However, ZGC will have read barriers and if Shenandoah ever gets integrated into Hotspot, it has them too.


No, it’s sadly true. EA may scalarize the allocation but this optimization falls apart very easily in Hotspot.


.NET doesn’t have interior pointer. Any `ref` must be on the stack and that’s tracked in the stackmap. You cannot have a ref as a field.


.NET doesn't have heap interior pointers (today), but that doesn't matter for this argument. You still need to be able to mark objects as live even if they're only referenced by interior pointers.


> .NET doesn't have heap interior pointers (today), but that doesn't matter for this argument.

I think it matters for this argument.

You are arguing that designing a garbage collector which is concurrent, low latency (pauses < 5 ms), compacting, generational, and supports interior pointers, is easy.

You mentioned C#/.NET as an example, but C# doesn't have interior pointers (from heap to heap, not from stack to heap which is possible).

As far as I know, neither Java, .NET, Go, Haskell, OCaml, D, V8 or Erlang satisfies all these requirements at the same time.

I'm not saying it's impossible, and Ian Lance Taylor in the thread I linked earlier is not saying either. I'm just saying it's certainly hard.

If it would be so easy, then most languages would already have interior pointers and a concurrent, low latency, compacting, generational GC. That's the whole difference between "today" (as in your comment) and "tomorrow".


I think it's fair to question a type being auto-derived to be Sync if only individual fields are Sync. It may lead to improper sharing of a reference to this value where threadsafety across fields is needed. That would be a bug, yes, but compiler never made the author pause to consider putting Sync there explicitly (and presumably thinking this through). So that "linting" aspect that's applied to, e.g., *mut T is not present.


I'm not entirely sure what you mean.

The compiler does make the author pause: dangerous types like `*mut T and `UnsafeCell<T>` are not Sync, so types containing them are also not automatically Sync.

In any case, Rust only guarantees no memory unsafety (requiring no data races). It tries to help with other things, like cleaning up resources via destructors, but these are "best-effort" rather than guarantees. The only way to get a data race and/or memory unsafety with an automatically implemented Sync is with `unsafe` code, and any `unsafe` code near a data type "infects" it and so means the whole type require great care.

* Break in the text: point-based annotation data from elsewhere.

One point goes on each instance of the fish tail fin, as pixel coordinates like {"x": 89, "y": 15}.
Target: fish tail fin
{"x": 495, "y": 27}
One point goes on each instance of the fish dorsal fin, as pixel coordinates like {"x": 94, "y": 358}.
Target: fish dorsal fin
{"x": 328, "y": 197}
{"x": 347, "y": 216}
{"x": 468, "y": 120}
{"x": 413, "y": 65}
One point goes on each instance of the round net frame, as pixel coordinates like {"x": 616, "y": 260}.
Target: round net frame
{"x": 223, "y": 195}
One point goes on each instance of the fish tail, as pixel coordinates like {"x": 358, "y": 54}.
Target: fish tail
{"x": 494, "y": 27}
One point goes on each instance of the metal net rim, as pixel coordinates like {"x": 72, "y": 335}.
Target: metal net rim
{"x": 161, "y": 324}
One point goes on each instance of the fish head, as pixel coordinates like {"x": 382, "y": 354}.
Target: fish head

Tooling like asan and tsan and, hopefully, Rust-specific sanitizers and static analyzers will make this easier to get right, but fundamentally as soon as `unsafe` comes into the equation the programmer has to be paranoid. Of course, as the MutexGuard problem indicates, humans getting it right error-prone, which is why the aforementioned tooling and formal proofs---like the one that found that problem---are important, as is building and using appropriate abstractions (e.g. MutexGuard is semantically designed to be a &mut T, so maybe it could indicate this by using PhantomData, or even just storing that directly: this does require manual work, but pushing conventions like that might bridge help the gap to having great `unsafe` tooling in future).


I suppose my point was that auto-deriving Sync may not have been such a great idea :). I understand the rationale for it but it does open up traps for people to fall into.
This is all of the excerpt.